Скала, на которой сидел Брунмиги, приняла первый, самый яростный удар волн. Она захрустела, как хрустит больной зуб, готовый вывалиться из десны при малейшем касании, но все ж устояла. И тролль, вздохнув с немалым облегчением, пополз наверх, стремясь убраться с пути моря.

Оно же карабкалось следом, ворча, грохоча и хватая за пятки беззубыми волнами, и отстало лишь у самой вершины — острой, что иголка. Брунмиги кое-как устроился на пятачке, цепляясь за скользкий гранит и руками, и ногами.

Море утихало. То тут, то там возникали темные, словно масляные озерца, спокойствия. И волны, достигая края, сливались с этой темнотой, растворялись в ней, оставляя белопенные следы по краю.

Скал почти и не осталось. Редкие пики выглядывали из воды, чтобы спустя мгновенье под воду и уйти, прикрытые широким подолом очередной волны. Где-то совсем уж вдалеке протянулась серая великанья гряда, до которой Брунмиги вряд ли сумеет добраться.

Горька вода морская.

Зла.

Он все ж попробовал, снял пояс и, закрепив в трещине, сунулся под воду, держась обеими руками за кожаное охвостье.

Вода вроде и приняла, обняла ласково, как старого знакомца, но стоило вдохнуть, как Брунмиги закричал от боли. Прыжком взлетел он на вершину скалы и долго, судорожно откашливался, выдавливая из себя все, до капельки.

Глаза пылали. Кожа вздувалась красными пузырями. А в горле будто засел соленый ком.

— Не нравитс-ся? — поинтересовался Грим, выныривая в трех шагах от скалы.

— З-здравствуй, дружище, — ответил Брунмиги, стирая с губ соль. — Давненько не виделись? Как твоя скрипочка? Целы ли струны?

— С-ц-селы.

Грим не спешил уплывать. Он-то, хоть и выросший на реке, держался в море спокойно, будто не ощущал растворенного в воде яда. Привык за столько-то годков? Или дело в ином, о чем Брунмиги вовсе не желал думать.

— За обман пришел поквитаться? Так… вот, — заветная фляга еще держалась на поясе. И крови в ней имелось с избытком. — На, возьми, настоящая.

Грим не стал отказываться. Он выбрался на скалу, хотя волосы его корнями уходили в воду, родня скрипача с морем.
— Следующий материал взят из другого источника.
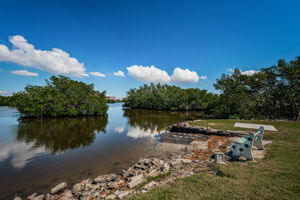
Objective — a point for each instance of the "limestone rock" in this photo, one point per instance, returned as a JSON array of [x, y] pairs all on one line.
[[150, 185], [123, 194], [58, 188], [39, 197], [105, 178], [113, 185], [136, 180], [111, 196], [31, 196]]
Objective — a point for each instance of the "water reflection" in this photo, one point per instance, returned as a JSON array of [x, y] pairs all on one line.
[[60, 134], [156, 120], [149, 123]]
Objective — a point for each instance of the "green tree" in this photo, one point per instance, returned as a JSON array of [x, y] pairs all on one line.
[[60, 97]]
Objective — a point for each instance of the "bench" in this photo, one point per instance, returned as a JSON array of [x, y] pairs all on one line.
[[243, 147]]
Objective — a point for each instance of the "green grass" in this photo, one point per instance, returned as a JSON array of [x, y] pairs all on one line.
[[275, 177]]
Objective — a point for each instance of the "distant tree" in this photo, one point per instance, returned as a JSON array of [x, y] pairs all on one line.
[[60, 97], [272, 93], [166, 97]]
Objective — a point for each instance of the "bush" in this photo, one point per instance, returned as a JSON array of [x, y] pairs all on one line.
[[60, 97]]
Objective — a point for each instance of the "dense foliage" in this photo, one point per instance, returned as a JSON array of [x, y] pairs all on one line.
[[59, 135], [60, 97], [166, 97], [272, 93], [4, 100]]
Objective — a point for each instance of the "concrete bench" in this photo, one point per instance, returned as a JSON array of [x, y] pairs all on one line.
[[243, 147]]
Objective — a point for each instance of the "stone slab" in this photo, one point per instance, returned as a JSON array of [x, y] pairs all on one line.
[[255, 126]]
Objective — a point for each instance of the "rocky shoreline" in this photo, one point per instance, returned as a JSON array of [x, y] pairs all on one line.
[[146, 173], [140, 177]]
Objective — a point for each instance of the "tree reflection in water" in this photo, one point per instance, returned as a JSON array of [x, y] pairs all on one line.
[[157, 120], [60, 134]]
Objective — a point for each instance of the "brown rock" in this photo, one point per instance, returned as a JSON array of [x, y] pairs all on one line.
[[58, 188], [105, 178]]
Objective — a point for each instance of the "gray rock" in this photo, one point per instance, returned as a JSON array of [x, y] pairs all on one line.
[[152, 173], [67, 194], [166, 167], [123, 194], [136, 180], [105, 178], [49, 196], [175, 163], [58, 188], [186, 161], [39, 197], [31, 196], [150, 185], [113, 185], [77, 188], [111, 196], [102, 195]]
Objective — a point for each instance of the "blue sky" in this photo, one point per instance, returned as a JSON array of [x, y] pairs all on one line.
[[187, 43]]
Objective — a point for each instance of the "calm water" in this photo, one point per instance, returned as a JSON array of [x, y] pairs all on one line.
[[37, 154]]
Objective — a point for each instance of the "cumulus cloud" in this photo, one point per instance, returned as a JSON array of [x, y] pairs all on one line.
[[249, 72], [203, 77], [99, 74], [24, 73], [136, 132], [5, 93], [230, 70], [21, 153], [119, 73], [119, 129], [54, 61], [184, 76], [149, 74]]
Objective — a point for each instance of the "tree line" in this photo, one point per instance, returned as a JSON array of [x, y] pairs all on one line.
[[271, 93], [61, 96]]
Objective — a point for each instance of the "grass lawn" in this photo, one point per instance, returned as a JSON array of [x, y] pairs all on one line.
[[275, 177]]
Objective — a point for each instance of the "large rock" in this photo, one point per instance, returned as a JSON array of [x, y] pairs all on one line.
[[136, 180], [150, 185], [58, 188], [175, 163], [31, 196], [39, 197], [186, 161], [111, 197], [166, 167], [123, 194], [105, 178], [113, 185]]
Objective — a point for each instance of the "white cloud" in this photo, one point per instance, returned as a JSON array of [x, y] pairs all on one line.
[[119, 129], [152, 74], [24, 73], [203, 77], [249, 72], [119, 73], [99, 74], [54, 61], [230, 70], [136, 132], [5, 93], [21, 153], [184, 76], [148, 74]]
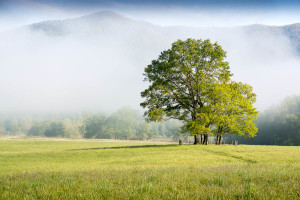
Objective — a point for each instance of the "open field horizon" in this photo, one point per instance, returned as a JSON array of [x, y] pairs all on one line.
[[134, 170]]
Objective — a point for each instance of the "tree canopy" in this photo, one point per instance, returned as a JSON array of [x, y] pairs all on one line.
[[192, 82]]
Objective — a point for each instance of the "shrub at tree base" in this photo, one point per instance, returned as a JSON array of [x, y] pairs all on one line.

— На, пей. Сколько хочешь.

— И не ш-шалко тс-себе? — спросил Грим и, не дожидаясь ответа, приник ко фляге. Глотки он делал крупные, жадные, едва ли не давился кровью, но ни капели не пролил.

— Не жалко.

— Тогда благодарю, — Грим вернул флягу, и Брунмиги сам глотнул, согреваясь и оживая. — Я с-скасать пришел, что море ус-с-спело. И дочери Эгира приняли Нагльфар. Тс-сеперь летит он к Клыкам Волка. И долетит. Я верю.

— Рад за тебя.

А пузырей на руках не стало меньше. Напротив, они расползались, росли и лопались.

— Стой. Не уходи, — попросил Брунмиги. — Помоги мне! Пожалуйста!

— Чем?

— Донеси до скал! Вон до тех. Тебе ж недалеко. А я… я не могу. Видишь?

Брунмиги вытянул руки, с которых оползала кожа, капала, растекаясь по камню жирной сальной пленкой.

— Море не принимает меня!

— Мир не принимает т-тсебя, — спокойно ответил Грим. — Т-тсебе пора уйт-тси. С-с-совсем.

И прежде, чем Брунмиги нашел слова — злые, колючие, достойные момента — Грим исчез. Он попросту слился с кисельно-тяжелым морем, и вновь стало спокойно.

Брунмиги сидел. Смотрел. Сначала — на скалы, которые, сколько ни пялься, ближе не становились — потом на зеленую, бескрайнюю равнину. Руки начали заживать, покрываясь кожей сухой и ломкой, как если бы деревянной. И Брунмиги приходилось постоянно шевелить пальцами, чтобы те не утратили подвижность.

Мир не принимает… что Брунмиги до мира?